A child releases a balloon from a height of 6ft and it ascends at a rate of 5ft per second. A second balloon starts at a height of 51 ft and descends at a rate of 2 ft per second. After how many seconds will both balloons be at the same height above the ground.
6/5 = 51/2
=122.4 sec
h1 = 6 + 5 t
h2 = 51 - 2 t
when is h1 = h2 ?
6 + 5 t = 51 - 2 t
7 t = 45
t = 6 3/7 seconds
To solve this problem, we need to find the time at which both balloons are at the same height above the ground.

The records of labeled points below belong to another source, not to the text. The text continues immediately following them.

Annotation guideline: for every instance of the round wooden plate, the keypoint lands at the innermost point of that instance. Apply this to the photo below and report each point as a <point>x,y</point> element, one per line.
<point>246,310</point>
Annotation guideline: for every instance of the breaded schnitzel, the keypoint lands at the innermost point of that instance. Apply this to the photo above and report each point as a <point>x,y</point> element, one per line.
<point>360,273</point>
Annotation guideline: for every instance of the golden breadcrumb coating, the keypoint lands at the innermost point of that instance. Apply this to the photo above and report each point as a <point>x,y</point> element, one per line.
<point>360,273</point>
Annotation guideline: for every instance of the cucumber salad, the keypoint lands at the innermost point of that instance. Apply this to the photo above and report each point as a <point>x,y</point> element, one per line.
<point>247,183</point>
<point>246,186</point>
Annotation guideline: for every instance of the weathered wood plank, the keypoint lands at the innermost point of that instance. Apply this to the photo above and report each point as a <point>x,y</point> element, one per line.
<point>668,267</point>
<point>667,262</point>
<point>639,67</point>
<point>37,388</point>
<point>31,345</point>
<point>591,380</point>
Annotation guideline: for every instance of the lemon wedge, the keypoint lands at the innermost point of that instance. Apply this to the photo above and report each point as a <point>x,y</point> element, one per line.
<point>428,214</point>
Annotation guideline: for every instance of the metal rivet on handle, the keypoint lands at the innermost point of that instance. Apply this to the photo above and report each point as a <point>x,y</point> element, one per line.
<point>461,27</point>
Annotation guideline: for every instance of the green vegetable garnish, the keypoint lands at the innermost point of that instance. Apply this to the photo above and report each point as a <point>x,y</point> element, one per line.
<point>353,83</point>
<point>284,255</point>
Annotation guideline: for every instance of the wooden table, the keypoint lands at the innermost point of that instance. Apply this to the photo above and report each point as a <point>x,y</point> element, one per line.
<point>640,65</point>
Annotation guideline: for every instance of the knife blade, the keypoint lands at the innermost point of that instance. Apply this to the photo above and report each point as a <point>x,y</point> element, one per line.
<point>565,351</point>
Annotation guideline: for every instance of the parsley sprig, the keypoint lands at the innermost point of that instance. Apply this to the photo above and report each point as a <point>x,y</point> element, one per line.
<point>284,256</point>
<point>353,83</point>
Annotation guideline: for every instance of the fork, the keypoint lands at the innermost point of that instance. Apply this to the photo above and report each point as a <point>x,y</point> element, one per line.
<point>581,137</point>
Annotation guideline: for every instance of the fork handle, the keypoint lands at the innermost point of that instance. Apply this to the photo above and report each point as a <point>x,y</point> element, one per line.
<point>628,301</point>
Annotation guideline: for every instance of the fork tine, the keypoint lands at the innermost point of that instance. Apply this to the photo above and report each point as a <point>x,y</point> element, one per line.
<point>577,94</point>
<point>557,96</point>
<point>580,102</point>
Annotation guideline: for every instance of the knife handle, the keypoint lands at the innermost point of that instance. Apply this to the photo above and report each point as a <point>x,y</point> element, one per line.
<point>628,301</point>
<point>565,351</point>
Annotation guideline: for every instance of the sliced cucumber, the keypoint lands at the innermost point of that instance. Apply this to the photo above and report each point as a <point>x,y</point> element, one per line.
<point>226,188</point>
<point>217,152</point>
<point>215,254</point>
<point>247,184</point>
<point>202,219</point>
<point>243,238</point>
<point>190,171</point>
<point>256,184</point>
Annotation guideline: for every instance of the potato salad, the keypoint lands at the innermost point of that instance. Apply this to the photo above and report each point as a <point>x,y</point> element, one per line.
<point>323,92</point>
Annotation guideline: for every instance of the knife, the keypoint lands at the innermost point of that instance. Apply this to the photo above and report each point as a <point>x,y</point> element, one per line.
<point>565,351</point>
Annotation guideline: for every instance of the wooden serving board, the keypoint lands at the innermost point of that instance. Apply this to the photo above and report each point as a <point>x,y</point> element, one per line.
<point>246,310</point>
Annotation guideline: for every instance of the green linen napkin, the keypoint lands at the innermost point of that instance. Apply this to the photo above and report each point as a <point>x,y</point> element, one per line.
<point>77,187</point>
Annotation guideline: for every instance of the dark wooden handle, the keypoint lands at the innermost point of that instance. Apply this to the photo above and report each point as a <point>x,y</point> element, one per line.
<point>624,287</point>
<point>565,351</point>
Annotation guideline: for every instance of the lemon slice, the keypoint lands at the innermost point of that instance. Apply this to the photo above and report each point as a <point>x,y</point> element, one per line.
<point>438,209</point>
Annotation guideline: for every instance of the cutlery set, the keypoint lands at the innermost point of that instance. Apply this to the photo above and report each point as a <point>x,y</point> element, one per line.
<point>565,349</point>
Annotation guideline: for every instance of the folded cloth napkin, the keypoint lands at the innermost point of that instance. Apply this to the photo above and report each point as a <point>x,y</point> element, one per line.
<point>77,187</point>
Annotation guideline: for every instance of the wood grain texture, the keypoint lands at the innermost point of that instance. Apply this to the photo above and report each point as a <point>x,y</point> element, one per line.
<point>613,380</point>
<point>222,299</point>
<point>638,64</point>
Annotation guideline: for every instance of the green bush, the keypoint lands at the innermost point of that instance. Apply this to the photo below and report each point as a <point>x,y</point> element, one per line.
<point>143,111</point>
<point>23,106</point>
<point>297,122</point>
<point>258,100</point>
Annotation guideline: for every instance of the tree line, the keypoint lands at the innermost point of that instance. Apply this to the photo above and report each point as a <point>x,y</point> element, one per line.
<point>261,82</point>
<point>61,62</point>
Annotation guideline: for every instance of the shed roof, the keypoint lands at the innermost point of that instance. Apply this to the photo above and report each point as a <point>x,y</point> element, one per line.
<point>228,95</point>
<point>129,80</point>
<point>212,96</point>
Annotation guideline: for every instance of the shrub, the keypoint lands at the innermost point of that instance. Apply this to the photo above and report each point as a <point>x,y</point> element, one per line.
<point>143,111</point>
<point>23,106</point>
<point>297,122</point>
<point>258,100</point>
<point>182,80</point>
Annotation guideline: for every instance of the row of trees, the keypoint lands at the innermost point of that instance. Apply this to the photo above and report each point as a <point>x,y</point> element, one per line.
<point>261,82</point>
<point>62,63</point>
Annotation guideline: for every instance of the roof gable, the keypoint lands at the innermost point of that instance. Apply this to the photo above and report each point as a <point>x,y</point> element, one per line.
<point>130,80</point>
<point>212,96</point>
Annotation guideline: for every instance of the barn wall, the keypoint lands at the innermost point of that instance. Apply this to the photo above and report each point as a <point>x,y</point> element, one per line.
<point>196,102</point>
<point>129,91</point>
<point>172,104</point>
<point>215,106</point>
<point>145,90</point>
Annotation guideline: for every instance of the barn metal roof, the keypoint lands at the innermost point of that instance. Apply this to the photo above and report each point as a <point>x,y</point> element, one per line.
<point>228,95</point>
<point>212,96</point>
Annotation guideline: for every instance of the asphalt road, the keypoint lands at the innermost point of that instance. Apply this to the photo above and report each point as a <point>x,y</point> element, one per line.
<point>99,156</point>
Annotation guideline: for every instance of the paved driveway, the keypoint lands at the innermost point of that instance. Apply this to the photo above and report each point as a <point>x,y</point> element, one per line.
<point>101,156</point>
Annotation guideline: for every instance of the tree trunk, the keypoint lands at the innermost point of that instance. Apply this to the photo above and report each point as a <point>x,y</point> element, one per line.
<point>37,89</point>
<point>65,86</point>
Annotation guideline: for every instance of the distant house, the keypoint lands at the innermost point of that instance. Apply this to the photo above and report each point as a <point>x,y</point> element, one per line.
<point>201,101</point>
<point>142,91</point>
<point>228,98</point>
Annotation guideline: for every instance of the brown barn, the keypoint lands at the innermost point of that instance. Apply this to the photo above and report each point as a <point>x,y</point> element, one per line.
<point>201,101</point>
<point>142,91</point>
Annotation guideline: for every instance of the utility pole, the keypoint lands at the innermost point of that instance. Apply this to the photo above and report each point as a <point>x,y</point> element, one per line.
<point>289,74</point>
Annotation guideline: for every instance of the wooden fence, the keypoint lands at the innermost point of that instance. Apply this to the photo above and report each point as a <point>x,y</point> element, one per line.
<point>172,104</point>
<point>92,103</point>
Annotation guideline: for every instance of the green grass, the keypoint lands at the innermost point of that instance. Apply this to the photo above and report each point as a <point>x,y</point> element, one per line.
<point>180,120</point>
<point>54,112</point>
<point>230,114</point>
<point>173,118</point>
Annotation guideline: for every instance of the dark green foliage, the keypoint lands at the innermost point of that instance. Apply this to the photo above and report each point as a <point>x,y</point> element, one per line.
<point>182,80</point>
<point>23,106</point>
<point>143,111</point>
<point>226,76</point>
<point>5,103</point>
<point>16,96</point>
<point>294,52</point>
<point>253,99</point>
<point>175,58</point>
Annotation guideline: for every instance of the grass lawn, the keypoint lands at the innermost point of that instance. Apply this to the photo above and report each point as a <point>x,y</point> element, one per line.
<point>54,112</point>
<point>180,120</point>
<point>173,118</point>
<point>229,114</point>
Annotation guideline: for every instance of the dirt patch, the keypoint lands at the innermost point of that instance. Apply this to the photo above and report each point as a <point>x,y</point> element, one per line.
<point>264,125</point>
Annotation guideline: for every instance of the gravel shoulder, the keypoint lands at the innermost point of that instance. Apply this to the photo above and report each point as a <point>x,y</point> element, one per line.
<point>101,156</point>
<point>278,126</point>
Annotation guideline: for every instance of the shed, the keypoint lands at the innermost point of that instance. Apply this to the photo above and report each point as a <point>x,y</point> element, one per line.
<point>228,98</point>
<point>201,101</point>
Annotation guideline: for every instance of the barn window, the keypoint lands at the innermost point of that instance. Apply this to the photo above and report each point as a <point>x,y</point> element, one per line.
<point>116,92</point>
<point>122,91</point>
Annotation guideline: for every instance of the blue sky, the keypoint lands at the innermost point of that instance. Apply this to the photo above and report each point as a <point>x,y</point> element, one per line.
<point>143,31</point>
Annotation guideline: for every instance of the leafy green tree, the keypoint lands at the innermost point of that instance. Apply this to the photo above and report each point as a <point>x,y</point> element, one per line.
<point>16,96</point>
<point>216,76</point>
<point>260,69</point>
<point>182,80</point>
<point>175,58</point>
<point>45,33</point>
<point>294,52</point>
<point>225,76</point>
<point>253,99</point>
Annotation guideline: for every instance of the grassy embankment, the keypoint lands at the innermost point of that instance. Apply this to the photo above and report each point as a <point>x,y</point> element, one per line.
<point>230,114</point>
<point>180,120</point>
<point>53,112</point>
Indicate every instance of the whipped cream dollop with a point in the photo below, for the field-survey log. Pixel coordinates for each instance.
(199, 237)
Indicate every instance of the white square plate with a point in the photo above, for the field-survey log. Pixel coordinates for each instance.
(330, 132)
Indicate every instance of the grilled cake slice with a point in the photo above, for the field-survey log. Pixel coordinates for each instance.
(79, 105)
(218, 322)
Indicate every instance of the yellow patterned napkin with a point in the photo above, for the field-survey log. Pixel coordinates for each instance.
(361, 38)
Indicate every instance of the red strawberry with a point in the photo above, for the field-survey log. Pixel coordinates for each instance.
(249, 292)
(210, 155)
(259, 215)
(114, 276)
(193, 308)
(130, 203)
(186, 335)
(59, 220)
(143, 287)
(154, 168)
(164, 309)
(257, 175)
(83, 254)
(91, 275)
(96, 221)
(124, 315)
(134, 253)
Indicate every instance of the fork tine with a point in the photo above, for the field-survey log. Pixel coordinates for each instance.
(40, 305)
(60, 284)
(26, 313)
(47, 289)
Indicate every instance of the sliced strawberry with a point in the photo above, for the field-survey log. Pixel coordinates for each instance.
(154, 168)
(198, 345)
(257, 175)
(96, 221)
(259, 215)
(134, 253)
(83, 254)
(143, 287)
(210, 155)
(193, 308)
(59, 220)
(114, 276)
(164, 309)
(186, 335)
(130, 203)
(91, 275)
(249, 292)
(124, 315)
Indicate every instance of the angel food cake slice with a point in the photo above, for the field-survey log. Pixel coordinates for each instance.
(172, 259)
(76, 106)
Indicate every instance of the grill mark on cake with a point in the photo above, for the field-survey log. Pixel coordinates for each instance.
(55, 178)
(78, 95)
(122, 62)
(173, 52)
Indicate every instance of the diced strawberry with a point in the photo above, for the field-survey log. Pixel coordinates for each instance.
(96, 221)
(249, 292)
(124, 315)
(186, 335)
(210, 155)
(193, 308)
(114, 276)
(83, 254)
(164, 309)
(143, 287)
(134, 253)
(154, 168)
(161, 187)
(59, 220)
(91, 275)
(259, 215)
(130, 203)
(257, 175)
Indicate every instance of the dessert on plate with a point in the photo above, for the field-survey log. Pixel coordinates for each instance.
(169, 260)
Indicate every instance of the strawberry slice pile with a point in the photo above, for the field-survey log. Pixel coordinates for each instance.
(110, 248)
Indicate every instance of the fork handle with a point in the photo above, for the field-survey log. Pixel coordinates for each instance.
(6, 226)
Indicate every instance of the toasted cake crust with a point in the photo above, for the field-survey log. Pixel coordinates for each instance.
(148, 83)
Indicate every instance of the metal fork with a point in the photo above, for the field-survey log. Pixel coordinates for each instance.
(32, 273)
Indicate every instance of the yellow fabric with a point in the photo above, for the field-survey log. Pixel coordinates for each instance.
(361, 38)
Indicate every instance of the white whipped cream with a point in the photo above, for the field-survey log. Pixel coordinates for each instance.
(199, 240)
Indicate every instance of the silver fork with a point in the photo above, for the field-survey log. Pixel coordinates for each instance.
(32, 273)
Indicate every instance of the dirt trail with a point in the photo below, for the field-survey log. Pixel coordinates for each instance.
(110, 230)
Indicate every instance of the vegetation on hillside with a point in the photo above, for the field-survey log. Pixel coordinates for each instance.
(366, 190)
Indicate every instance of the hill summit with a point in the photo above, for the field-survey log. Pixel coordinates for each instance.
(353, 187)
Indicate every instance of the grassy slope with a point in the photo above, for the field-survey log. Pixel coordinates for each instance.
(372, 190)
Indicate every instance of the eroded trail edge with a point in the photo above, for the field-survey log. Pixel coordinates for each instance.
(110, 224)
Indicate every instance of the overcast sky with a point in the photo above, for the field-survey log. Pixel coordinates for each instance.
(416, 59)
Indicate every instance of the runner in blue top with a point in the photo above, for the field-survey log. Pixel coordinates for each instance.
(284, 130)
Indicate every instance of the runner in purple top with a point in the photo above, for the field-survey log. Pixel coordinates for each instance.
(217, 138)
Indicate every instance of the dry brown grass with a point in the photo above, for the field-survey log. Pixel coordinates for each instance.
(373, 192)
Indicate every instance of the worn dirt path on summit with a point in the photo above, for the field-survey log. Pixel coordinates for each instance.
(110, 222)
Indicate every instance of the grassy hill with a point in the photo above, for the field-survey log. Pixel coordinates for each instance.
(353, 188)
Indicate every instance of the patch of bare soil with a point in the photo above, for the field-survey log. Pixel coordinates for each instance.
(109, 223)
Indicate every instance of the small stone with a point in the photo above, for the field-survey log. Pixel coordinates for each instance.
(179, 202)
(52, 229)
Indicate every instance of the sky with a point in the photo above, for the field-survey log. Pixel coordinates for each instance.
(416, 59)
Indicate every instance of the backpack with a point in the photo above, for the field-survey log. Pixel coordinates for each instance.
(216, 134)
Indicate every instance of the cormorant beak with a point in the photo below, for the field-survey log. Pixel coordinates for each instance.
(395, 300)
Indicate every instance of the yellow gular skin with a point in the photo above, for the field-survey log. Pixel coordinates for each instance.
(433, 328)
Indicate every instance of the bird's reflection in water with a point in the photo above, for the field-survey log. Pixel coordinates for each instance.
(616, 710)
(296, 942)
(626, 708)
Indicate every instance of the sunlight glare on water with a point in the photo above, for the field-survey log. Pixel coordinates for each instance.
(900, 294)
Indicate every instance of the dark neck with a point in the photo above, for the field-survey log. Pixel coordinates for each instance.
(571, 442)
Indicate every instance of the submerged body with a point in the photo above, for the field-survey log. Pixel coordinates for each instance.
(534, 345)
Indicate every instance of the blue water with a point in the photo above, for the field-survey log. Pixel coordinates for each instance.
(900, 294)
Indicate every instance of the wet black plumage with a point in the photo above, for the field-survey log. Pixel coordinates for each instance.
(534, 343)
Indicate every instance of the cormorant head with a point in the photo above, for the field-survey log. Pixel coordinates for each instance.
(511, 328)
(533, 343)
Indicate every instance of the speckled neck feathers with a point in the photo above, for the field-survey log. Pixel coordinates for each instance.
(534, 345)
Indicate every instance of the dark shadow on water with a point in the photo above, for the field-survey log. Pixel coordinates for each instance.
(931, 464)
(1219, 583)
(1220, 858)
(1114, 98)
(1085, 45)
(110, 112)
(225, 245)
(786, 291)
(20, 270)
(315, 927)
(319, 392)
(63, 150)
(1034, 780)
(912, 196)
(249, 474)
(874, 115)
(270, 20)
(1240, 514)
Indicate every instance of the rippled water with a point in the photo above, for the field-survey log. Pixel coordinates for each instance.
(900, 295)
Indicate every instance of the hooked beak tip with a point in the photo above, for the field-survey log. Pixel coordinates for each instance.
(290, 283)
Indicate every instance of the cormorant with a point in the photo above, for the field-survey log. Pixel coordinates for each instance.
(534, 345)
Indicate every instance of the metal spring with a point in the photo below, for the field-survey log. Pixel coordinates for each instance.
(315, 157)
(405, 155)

Let's assume that after t seconds, the first balloon will be at a height of h1 and the second balloon will be at a height of h2.
The height of the first balloon can be calculated using the equation h1 = 6 + 5t, because it started at a height of 6 feet and ascends at a rate of 5 feet per second.
The height of the second balloon can be calculated using the equation h2 = 51 - 2t, because it started at a height of 51 feet and descends at a rate of 2 feet per second.
Now, we want to find the time when h1 = h2. We can set up an equation:
6 + 5t = 51 - 2t
To solve this equation, we can first simplify it:
7t = 51 - 6
7t = 45
Now, divide both sides by 7 to isolate t:
t = 45/7
By dividing 45 by 7, we get:
t ≈ 6.43 seconds
Therefore, both balloons will be at the same height above the ground after approximately 6.43 seconds.